1. QS. Ali Imran:134: Allah mencintai orang yang menahan amarah.
الَّذِيْنَ يُنْفِقُوْنَ فِى السَّرَّۤاءِ وَالضَّرَّۤاءِ وَالْكٰظِمِيْنَ الْغَيْظَ وَالْعَافِيْنَ عَنِ النَّاسِۗ
وَاللّٰهُ يُحِبُّ الْمُحْسِنِيْنَۚ
Artinya: (yaitu) orang-orang yang selalu berinfak, baik di waktu lapang maupun sempit, orang-orang yang mengendalikan kemurkaannya, dan orang-orang yang memaafkan (kesalahan) orang lain. Allah mencintai orang-orang yang berbuat kebaikan.

Tafsir QS. Ali Imran:134
QS. Ali Imran ayat 134 menegaskan bahwa orang bertakwa adalah mereka yang berinfak di lapang maupun sempit, menahan amarah, dan memaafkan kesalahan orang lain. Allah menegaskan bahwa sifat-sifat ini adalah bagian dari ihsan (kebaikan) yang dicintai-Nya.
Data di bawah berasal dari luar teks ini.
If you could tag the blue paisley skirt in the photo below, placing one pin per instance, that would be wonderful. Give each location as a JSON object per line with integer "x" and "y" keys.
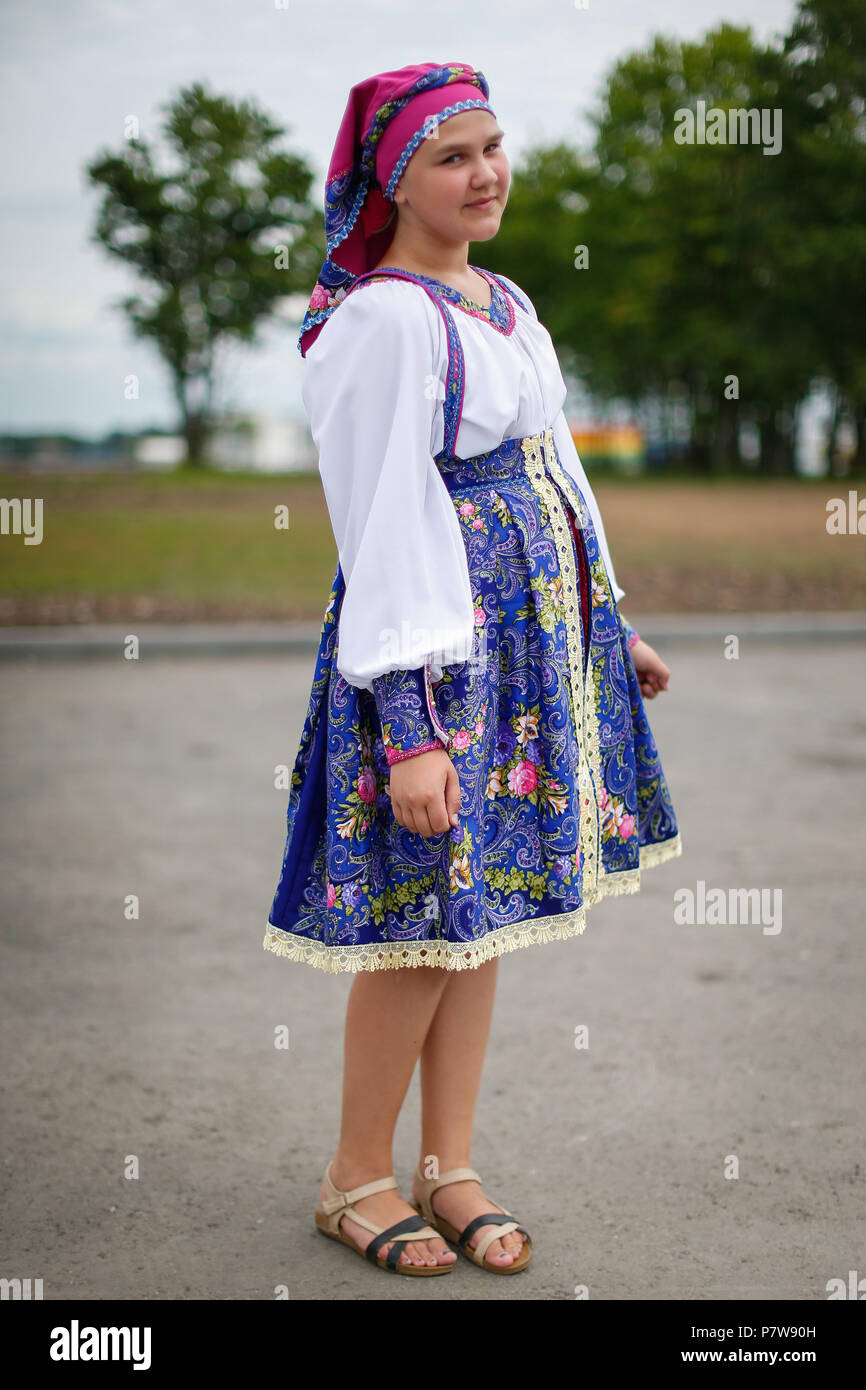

Tafsir Al-Muyassar (Kemenag Saudi)
• Menahan amarah bukan sekadar tidak melampiaskannya, tetapi dengan sabar mengendalikannya.
• Memaafkan orang yang menzalimi adalah bentuk kebaikan yang Allah cintai.

Tafsir Jalalayn & Quraish Shihab
• Infak di waktu lapang berarti memberi dari kelebihan harta, sedangkan di waktu sempit berarti tetap memberi meski sedikit.
• Menahan marah menunjukkan kekuatan jiwa, dan memaafkan adalah puncak akhlak mulia

Nilai-Nilai Utama
• Infak: Konsistensi dalam memberi, baik kaya maupun miskin.
• Menahan Amarah: Mengendalikan diri meski mampu membalas.
• Memaafkan: Tidak hanya menahan diri, tetapi juga menghapus dendam.
• Ihsan: Melakukan kebaikan lebih dari sekadar kewajiban, hingga Allah mencintai pelakunya

2. QS. An-Nahl:126 Jika membalas, balaslah setimpal; tetapi jika bersabar, itu lebih baik.
وَاِنْ عَاقَبْتُمْ فَعَاقِبُوْا بِمِثْلِ مَا عُوْقِبْتُمْ بِهٖۗ وَلَىِٕنْ صَبَرْتُمْ لَهُوَ خَيْرٌ لِّلصّٰبِرِيْنَ
Artinya: Jika kamu membalas, balaslah dengan (balasan) yang sama dengan siksaan yang ditimpakan kepadamu. Sungguh, jika kamu bersabar, hal itu benar-benar lebih baik bagi orang-orang yang sabar.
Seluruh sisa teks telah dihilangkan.